BROOKLYN — The boos came down every time he touched the ball. Like rush hour traffic, they’d start, then stop, and repeat the exact same cycle over and over again, a seemingly endless barrage of booing, then cheering, then more booing, with those in the Barclays Center hammering home their point every chance they got. It was, routinely, in direct conflict with The Notorious B.I.G.’s definition of the Brooklyn way.
In response to all of this, the subject of those boos, Sixers do-everything guard/forward Ben Simmons, put forth the most brilliant playoff performance of his young career. Simmons was, to quote Philly head coach Brett Brown, “exceptional,” putting his fingerprints all over the game en route to a 131-115 win over the Nets.
Of course, the Sixers desperately needed this from Simmons. Despite warming up before the game and testing his injured knee, Philadelphia was without the services of Joel Embiid.

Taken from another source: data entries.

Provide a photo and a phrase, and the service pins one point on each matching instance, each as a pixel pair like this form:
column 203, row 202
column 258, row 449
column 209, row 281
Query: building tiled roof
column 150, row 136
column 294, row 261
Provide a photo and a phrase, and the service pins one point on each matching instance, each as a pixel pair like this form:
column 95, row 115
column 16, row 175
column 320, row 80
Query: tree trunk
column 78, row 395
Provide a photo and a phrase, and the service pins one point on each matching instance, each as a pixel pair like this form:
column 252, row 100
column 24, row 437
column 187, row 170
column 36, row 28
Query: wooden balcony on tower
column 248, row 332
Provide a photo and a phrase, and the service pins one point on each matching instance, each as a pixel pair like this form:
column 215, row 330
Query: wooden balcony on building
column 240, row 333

The All-Star center sat on the end of the bench watching his team get the upper hand on Brooklyn, stealing back homecourt advantage following the Nets’ win at Wells Fargo Arena in Game 1.
Simmons, save for a bit of a hectic stretch at the end of the third quarter, was in complete control. The ambidextrous Aussie threw down a postseason career-high 31 points on 11-for-13 shooting from the field and a 9-for-11 clip from the free throw line. To boot, he pitched in nine assists, four rebounds, three blocks, and a pair of steals. Brooklyn, as is oftentimes the case for opponents when Simmons is locked all the way in, had zero answer for his ability to get into the paint and either score at the rim or distribute to his teammates.